At a moment when my confidence in the intentions, the love, and the will of God is shaken, I can draw near to these holy women, much in the same way that I can draw near to Jesus, whose words and actions bring me comfort and an assurance that the inscrutable Creator does care and is not capricious. These holy women had so little, and yet they had so much more to lose; and although they were afflicted, they trusted. They trusted, though even the blessing itself was also an affliction, a sword to pierce their hearts. Their sons were going to die a disgraceful death, executed as enemies of the state, enemies of the empire. What I have got to lose by throwing all my cares on a God who the holy women and men affirm does in fact care for me? May Mary and Elizabeth be our steady and faithful companions on the way, never leaving us alone, emboldening us to take the reign of heaven and claim our birthright as children of God. And as Pentecost nears, know that I expect a lot from God. Come, Holy Spirit!

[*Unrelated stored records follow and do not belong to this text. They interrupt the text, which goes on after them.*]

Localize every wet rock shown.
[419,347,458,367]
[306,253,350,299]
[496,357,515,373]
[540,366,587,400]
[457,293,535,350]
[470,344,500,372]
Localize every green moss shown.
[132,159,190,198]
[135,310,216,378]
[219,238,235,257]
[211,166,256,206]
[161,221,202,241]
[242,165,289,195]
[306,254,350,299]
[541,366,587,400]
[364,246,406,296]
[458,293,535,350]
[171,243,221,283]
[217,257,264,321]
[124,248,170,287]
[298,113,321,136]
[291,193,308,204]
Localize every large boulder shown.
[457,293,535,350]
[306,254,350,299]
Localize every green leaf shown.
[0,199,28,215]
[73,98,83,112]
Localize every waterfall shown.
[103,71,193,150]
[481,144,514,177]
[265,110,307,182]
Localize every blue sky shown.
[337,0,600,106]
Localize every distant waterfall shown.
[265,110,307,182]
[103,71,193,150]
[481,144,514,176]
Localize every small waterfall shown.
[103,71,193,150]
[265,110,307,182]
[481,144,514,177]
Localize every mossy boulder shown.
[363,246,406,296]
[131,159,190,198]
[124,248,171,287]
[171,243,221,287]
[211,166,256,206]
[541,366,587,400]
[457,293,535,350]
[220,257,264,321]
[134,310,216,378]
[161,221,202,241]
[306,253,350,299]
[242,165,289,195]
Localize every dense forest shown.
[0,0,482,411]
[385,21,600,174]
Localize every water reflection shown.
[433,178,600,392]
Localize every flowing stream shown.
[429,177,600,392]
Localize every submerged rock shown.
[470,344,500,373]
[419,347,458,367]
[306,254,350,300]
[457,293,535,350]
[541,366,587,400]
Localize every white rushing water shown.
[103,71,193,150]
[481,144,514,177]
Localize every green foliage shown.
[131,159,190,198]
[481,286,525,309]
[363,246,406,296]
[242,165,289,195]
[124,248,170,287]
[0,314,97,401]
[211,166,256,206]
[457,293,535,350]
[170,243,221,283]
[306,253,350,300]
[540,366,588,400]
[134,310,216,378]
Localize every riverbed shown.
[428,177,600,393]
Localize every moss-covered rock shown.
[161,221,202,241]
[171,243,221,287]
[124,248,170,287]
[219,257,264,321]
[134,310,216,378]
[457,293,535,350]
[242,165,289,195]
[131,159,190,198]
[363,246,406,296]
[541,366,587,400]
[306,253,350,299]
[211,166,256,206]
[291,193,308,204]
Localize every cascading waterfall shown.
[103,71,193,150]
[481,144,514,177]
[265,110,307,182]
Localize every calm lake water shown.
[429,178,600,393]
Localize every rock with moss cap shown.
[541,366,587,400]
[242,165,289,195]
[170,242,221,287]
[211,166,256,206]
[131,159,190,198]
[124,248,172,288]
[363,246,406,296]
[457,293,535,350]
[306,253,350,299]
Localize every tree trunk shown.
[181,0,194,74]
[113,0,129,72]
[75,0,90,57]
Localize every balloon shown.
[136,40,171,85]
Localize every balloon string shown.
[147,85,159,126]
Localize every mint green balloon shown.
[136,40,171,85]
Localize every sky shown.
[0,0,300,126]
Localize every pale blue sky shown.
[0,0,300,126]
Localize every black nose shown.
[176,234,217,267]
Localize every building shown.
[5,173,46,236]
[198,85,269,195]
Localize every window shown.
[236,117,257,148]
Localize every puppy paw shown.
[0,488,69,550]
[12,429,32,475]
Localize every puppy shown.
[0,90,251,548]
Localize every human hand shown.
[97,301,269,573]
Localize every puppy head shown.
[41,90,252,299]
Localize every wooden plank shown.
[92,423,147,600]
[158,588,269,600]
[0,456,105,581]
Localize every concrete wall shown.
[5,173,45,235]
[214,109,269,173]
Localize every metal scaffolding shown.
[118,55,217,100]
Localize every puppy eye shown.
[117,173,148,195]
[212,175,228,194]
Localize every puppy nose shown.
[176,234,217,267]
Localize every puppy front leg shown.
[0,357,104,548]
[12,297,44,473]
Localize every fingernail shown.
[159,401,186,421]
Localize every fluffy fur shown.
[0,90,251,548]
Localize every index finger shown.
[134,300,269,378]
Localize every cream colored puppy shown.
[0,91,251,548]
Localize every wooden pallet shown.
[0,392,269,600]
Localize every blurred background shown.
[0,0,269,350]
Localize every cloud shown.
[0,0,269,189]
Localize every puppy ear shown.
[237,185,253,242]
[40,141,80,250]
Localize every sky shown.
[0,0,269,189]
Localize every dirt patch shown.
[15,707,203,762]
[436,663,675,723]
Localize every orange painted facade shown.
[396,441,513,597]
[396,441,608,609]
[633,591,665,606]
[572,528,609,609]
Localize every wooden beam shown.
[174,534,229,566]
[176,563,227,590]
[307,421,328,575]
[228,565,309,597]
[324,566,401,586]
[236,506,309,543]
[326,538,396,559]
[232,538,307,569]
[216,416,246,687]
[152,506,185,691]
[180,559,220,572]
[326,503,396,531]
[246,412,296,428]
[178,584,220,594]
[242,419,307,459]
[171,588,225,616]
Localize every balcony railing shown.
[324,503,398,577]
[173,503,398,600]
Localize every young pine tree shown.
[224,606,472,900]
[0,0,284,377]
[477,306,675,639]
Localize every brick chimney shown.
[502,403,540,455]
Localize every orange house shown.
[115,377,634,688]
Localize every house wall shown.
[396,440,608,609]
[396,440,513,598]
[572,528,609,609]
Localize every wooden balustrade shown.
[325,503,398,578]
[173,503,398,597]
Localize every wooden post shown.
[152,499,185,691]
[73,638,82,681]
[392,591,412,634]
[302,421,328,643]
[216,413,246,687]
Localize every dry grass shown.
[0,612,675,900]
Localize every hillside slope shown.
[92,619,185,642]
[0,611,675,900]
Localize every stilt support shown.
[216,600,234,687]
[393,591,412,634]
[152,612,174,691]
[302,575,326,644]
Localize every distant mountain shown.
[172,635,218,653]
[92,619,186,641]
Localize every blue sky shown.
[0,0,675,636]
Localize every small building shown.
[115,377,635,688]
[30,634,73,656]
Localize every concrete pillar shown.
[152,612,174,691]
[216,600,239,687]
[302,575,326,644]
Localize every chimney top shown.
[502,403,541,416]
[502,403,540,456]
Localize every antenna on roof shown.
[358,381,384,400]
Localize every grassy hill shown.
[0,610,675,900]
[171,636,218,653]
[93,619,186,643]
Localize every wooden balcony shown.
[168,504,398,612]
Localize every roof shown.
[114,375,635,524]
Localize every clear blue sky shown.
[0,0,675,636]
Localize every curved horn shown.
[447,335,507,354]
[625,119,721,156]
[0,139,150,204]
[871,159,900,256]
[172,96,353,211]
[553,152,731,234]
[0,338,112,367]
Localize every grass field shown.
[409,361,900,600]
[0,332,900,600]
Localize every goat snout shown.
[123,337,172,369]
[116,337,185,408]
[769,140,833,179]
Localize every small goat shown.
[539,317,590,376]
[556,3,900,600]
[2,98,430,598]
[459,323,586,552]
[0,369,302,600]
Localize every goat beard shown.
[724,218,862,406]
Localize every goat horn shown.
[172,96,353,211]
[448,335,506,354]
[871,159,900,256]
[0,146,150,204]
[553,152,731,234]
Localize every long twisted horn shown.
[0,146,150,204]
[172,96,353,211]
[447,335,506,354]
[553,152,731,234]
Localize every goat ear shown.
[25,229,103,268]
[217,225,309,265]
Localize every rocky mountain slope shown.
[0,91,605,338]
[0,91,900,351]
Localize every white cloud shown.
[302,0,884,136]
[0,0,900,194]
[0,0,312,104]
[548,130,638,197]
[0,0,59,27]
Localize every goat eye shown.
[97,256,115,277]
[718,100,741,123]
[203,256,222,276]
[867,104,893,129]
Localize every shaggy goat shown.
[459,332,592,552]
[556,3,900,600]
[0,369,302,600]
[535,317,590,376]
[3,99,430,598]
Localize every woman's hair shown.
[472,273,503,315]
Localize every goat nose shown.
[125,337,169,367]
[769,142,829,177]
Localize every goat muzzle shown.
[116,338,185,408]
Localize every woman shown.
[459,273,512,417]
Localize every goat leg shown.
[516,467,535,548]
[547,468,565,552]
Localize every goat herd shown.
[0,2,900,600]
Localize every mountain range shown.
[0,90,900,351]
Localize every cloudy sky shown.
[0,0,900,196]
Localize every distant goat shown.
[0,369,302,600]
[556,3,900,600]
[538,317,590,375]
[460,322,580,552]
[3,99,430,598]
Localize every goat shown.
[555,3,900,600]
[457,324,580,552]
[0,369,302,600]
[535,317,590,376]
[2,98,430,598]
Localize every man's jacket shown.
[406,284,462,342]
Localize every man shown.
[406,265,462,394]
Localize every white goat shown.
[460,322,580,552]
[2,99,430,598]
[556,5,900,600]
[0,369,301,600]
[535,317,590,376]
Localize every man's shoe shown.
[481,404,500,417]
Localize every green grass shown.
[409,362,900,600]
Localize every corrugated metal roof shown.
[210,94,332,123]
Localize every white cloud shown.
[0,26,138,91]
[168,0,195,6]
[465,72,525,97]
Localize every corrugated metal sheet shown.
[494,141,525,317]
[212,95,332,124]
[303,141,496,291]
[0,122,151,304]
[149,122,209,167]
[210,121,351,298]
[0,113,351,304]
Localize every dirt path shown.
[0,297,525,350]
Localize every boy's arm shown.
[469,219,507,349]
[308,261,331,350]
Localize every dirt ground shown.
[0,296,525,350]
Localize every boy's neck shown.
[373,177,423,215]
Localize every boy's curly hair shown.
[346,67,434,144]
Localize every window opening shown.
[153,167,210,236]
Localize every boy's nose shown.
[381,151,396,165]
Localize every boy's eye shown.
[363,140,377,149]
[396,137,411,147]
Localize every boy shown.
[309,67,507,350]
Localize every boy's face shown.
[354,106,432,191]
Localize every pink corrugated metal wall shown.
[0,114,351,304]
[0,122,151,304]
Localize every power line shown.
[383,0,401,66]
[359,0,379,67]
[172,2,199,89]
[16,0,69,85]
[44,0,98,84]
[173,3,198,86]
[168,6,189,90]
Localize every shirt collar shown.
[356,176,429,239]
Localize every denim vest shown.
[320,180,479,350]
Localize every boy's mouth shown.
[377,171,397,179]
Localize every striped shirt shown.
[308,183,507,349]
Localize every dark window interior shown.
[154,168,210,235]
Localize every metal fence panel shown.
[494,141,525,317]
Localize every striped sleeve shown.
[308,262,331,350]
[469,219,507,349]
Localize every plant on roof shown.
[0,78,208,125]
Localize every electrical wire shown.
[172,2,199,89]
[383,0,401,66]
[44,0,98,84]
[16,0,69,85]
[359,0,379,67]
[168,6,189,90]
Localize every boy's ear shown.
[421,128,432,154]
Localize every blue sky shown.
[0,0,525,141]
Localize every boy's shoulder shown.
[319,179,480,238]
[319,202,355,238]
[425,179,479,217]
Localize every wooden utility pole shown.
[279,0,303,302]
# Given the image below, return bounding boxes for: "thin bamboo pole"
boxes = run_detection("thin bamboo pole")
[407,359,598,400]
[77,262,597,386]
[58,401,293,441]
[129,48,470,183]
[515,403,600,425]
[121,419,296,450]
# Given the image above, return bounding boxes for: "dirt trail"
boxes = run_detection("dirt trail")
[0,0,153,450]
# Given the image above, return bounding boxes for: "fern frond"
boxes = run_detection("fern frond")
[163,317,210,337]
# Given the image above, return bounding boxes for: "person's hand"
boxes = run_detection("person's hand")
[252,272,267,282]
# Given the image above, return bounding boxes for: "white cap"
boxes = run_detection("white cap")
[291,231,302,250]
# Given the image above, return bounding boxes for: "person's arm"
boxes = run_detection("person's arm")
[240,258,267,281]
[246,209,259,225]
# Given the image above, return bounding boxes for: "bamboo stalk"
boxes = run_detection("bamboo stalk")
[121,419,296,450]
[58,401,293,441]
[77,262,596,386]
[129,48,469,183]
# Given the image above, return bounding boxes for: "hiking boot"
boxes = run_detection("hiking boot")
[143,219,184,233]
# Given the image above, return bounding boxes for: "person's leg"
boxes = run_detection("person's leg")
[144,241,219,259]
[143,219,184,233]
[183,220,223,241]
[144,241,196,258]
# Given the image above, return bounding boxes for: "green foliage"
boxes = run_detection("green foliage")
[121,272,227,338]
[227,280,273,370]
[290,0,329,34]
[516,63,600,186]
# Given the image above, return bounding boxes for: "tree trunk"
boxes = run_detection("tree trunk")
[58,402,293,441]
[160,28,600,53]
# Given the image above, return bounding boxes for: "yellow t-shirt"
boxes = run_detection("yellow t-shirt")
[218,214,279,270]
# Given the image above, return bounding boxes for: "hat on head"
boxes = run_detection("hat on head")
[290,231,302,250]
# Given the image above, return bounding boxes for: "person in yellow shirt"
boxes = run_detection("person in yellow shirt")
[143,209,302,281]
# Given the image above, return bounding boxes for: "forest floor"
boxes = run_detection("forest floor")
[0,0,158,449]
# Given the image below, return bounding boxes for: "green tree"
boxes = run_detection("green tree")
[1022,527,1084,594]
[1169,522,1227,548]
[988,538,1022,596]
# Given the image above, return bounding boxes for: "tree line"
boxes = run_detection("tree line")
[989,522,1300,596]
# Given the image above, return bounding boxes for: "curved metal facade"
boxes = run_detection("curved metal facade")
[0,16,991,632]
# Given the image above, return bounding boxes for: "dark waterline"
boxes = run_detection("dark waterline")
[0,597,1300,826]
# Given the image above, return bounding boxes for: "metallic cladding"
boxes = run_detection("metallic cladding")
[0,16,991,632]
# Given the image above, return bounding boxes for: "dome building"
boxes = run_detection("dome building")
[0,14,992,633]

Today at Maryknoll: three periods of classes, two of them spent in the student lounge watching a video about a theater arts program in a prison in northeast Argentina. When I was not straining my brain to hear what I was listening to with Profesora Liliana and Grace, I was thinking about the utter lack of opportunities for men and women in prison in the U.S. to have programs of cultural enrichment within their barred and barbed and closely guarded walls. Women and men in prison are still deemed unworthy of rehabilitation, unworthy of any dignity at all. In America, we have a long way to go from a system of retributive justice, which lays waste to human lives and the wealth of our nation, to a system of restorative justice, which brings about a healing reconciliation between prisoners and society. But most of us do not want to go there, lest we discover our culpability for systemic violence against people of color, women, and the poor. Who is the criminal, and what is the greater crime? But I digress.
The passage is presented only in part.